- Born: Bessie Merenstein July 14, 1902 New York City, United States
- Died: August 8, 1968 (aged 66)
- Occupation: Record label executive
- Known for: Co-founder of Apollo Records
- Spouse: Isaac "Ike" Berman
- Children: Harriet Berman Merenstein (stepdaughter) Jack Berman (stepson)
- Family: Lewis Merenstein (nephew)

= Bess Berman =

American record label executive (1902–1968)

Bess Berman (July 14, 1902 – August 8, 1968) was an American record label executive. With her husband Isaac "Ike" Berman, Herman "Hy" Siegel and Sam Schneider, she set up Apollo Records, an independent label notable for its promotion of gospel and R&B musicians, in New York City in 1944.

== Biography ==
She was born Bessie Merenstein in New York, the fourth of seven children of Emma (né Raylies of Austria) and Louis Merenstein (né Yeuda-Leib of Courland, Latvia (Note: The Rabbi of Geldingen certified, that from Noka Mirninshtein and his wife had the following children:

1. Son Geneja born on 18 March 1875. Registered in the book of births under the number 9.
2. Israil-Maer born 17 october 1874. Registered in the book of births under the number 39.
3. Yeuda-Leib born 29 September 1876. Registered in the book of births under the number 42.

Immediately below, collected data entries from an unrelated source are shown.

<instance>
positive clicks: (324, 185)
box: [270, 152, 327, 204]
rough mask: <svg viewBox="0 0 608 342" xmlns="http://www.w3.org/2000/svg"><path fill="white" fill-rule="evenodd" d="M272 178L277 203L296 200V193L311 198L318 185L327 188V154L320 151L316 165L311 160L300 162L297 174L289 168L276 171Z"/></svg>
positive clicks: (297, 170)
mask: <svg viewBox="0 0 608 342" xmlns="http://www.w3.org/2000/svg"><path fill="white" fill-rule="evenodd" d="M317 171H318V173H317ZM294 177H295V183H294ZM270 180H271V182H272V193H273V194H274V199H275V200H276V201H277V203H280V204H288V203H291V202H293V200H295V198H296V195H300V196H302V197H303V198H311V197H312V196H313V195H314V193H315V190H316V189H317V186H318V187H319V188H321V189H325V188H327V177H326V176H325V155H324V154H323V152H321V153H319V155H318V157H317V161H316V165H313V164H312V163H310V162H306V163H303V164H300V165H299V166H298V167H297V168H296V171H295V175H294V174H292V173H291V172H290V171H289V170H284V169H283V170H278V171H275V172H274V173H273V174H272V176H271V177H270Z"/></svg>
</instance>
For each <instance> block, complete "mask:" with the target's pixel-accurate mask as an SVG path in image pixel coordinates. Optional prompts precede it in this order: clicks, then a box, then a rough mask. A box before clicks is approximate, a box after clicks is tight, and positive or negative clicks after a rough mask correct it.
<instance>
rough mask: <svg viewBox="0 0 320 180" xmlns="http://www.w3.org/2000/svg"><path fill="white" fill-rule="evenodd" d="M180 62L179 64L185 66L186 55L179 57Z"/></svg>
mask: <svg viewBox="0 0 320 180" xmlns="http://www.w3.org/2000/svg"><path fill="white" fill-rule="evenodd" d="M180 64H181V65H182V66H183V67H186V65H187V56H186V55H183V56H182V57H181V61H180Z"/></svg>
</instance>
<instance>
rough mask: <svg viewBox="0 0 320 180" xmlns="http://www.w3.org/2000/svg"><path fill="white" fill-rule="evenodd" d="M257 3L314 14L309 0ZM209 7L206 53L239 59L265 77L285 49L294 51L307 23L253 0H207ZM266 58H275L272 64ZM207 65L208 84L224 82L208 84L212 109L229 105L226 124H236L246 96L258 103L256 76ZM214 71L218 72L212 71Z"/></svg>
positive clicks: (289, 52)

See :File:Mirninshtein Birth Certificate.jpg.)), who were Jewish immigrants. It is likely her parents fled the uncertainty of pogroms in Europe in search of a better life in the United States where they met and married. Her father drove a beer truck and was later a hat maker; her mother was a housewife. Berman worked as an office clerk and manicurist before marrying vending machine salesman Ike Berman (né Behrman, May 16, 1897-February 5, 1956) in 1926. Ike had two children from a previous marriage: Harriet Berman Merenstein (who in 1936 married Bess' younger brother Charles Merenstein, a co-writer of the song Handy Man); and Jack Berman.

They set up Apollo Records in 1944, and she became the driving force behind its development, particularly in recruiting star performers including Mahalia Jackson, Champion Jack Dupree, The "5" Royales, Wynonie Harris, The Larks, and Solomon Burke. She took sole control of the business in 1948, while her husband ran an associated record pressing plant. According to songwriter Doc Pomus, she was "very tough... a very strong, aggressive woman." When she gave up the business after becoming ill in 1954, Cash Box described her as "the only woman ever able to break through with outstanding success in the male-dominated recording industry."

She died in 1968, although some sources give a date in 1997. Her nephew is the record producer and executive Lewis Merenstein.